Perpetual motion in electric dipole restricted to a circular path with a charge at the centre This problem is from Griffith's Introduction to Electrodynamics (4th Ed.), Problem 4.31.

A point charge $Q$ is "nailed down" on a table. Around it, at radius $R$, is a frictionless circular track on which a dipole $\mathbf{p}$ rides, constrained always to point tangent to the circle. Use $\mathbf{F} = (\mathbf{p}\cdot\nabla)\mathbf{E}$ and show that the electric force on the dipole is
$$\mathbf{F} = \frac{Q}{4\pi\epsilon_0} \frac{\mathbf{p}}{R^3}$$
Notice that this force is always in the "forward" direction (you can easily confirm this by drawing a diagram showing the forces on the two ends of the dipole). Why isn't this a perpetual motion machine?$^{21}$
$^{21}$ This charming paradox was suggested by K. Brownstein.

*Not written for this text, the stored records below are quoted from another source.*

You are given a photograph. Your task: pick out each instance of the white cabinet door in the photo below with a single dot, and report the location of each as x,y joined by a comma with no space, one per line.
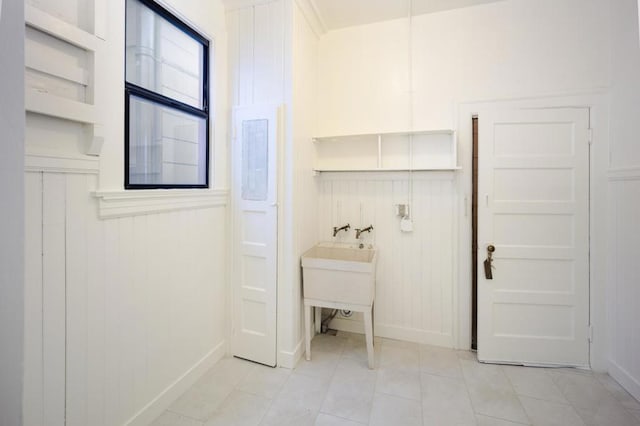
255,234
533,207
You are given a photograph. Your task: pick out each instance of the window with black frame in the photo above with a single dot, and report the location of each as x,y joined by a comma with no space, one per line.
166,100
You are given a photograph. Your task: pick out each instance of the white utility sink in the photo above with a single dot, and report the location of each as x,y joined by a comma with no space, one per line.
340,276
340,273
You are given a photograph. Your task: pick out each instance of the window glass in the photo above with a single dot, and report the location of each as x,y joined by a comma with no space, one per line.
164,145
167,115
163,58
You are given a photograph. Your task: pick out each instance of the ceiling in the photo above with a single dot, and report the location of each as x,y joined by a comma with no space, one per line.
337,14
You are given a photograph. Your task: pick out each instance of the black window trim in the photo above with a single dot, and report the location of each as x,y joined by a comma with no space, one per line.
158,99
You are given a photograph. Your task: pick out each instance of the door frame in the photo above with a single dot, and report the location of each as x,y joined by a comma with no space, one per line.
597,103
273,112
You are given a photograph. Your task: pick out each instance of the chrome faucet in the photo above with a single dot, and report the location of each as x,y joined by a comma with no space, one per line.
342,228
360,231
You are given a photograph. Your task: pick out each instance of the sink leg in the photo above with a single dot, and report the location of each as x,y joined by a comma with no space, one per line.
307,331
368,331
318,311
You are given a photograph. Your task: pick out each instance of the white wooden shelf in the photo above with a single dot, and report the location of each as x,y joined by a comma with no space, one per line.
60,29
426,150
381,169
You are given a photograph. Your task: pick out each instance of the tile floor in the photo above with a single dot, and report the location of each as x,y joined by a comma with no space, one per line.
411,385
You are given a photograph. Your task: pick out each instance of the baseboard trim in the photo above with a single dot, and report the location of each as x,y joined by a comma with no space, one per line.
349,325
413,335
625,379
160,403
394,332
290,359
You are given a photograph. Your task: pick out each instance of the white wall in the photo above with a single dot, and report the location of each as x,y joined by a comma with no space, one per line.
11,211
506,49
624,197
304,186
414,291
126,291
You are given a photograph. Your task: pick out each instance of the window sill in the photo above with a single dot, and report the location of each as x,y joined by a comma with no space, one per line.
112,204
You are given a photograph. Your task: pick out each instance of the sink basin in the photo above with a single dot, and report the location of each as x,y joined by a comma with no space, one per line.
340,273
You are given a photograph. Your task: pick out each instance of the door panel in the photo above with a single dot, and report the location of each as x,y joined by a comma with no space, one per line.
255,234
533,207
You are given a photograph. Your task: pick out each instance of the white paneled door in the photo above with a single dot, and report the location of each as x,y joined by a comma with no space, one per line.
255,234
533,209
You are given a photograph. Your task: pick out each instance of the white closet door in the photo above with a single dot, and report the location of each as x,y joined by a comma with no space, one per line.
533,207
255,234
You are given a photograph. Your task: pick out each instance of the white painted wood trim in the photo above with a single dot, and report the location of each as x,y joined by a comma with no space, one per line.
55,106
386,175
70,73
288,359
624,173
414,335
58,28
60,162
231,5
154,408
113,204
383,169
312,14
346,138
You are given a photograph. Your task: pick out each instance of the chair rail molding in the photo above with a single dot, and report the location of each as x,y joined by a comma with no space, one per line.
112,204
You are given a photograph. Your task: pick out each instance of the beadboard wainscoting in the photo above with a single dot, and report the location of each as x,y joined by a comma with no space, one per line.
123,314
624,270
415,285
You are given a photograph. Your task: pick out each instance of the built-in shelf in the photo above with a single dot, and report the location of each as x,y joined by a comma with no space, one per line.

I have done the first part and shown that the force on the dipole indeed is equal to what is given in the question. But can anyone help me with the perpetual motion bit? And for the circular motion, where is the centripetal force coming from? Is it due to the constraint?
 A: Let's write the electric field, $\vec E$
$$\vec E = \dfrac {kQ}{r^2}\hat r$$
So, we know the force on the dipole,
$$\begin{align*}\vec F &=(\vec p \cdot \nabla) \vec E\\&=\dfrac {kQ}{r^3} \dfrac{ \partial }{\partial \theta}\hat r\\&=\dfrac {kQ\vec p}{r^3}\\\Rightarrow \vec F &= \dfrac {Q}{4\pi \epsilon_0}\dfrac{\vec p}{R^3}\end{align*}$$
Now for the second part, for the dipole to go anticlockwise, $\hat\theta$ direction, there must be a centripetal acceleration and a clockwise torque provided be the constraint force and the charge $Q$ respectively. And this would oppose the tangential "forward" force, thus slowing down the dipole (or rather preventing it from starting to rotate) 
Griffith puts it beautifully as:

To keep the dipole going in a circle, there must be a centripetal force exerted by the track (we may as well
  take it to act at the center of the dipole, and it is irrelevant to the problem), and to keep it aiming in the
  tangential direction there must be a torque (which we could model by radial forces of equal magnitude acting at
  the two ends). Indeed, if the dipole has the orientation indicated in the figure, and is moving in the $\hat\theta$ direction,
  the torque exerted by $Q$ is clockwise, whereas the rotation is counterclockwise, so these constraint forces must
  actually be larger than the forces exerted by Q, and the net force will be in the “backward” direction—tending
  to slow the dipole down. [If the motion is in the $−\hat\theta$ direction, then the electrical forces will dominate, and the
  net force will be in the direction of p, but this again will tend to slow it down.]